Number or percent of trainees assigned to an appropriate job responsibility

Number or percent of trainees assigned to an appropriate job responsibility

Number or percent of trainees assigned to an appropriate job responsibility

Number or percent of pre-service education  or in-service training participants, students, or learners who have been assigned to a position or tasks at a facility that allow them to perform the skills they obtained during training. “Trainees” refer to individuals who participated in a specific training course or event. “Assigned to an appropriate job responsibility” refers to the fact that they are assigned a task or scope of work that allows them to perform the skills they obtained during training (e.g., implant insertion, testing for HIV).

As a percent, this indicator is calculated as:

(Number of trainees in positions where their training is applied in service delivery/Total number of trainees) x 100

Data Requirement(s):

Listing of trainees at the course or event; place of work and job description of each trainee “X months” (e.g., six months) post-training

This indicator can be disaggregated by age, sex, urban/rural status, cadre, sector, and type of trainee.

Program records of trainees; listing of job postings and job titles for employees within a given organization (e.g., Ministry of Health, NGO network of clinics)

Alternatively, a follow-up survey of trainees who had participated in a particular course or event

This indicator measures the extent to which the organization is taking full advantage of the training it provides to its personnel.
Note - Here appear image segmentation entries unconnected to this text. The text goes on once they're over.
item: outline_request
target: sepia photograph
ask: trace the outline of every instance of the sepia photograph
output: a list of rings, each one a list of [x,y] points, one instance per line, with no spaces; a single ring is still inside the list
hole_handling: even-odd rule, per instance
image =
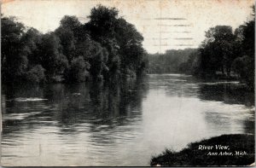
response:
[[[1,166],[255,166],[254,0],[2,0]]]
Ideally, 100 percent of trained personnel will apply their skills to service delivery at some other selected interval post-training (e.g., six months). This indicator provides a quantitative measure of the efficiency of training because it monitors the extent to which the government or organizations assign trainees to an appropriate scope of work that taps the service delivery skills learned in training.

Ideally, this indicator will accompany the next one measuring the Number/percent of trained providers who perform to established guidelines/standards. Trained providers must not only work in appropriate facilities, they must also perform the appropriate tasks in the right places; one wants them to be doing the right things as well.

The limitation of this indicator is its failure to shed light on the reasons for “departures” from service — if a far lower percentage are assigned to an appropriate task than expected. In such a case, the organization in question should separate the “place assigned” and “job responsibilities” to further understand the dynamics at hand.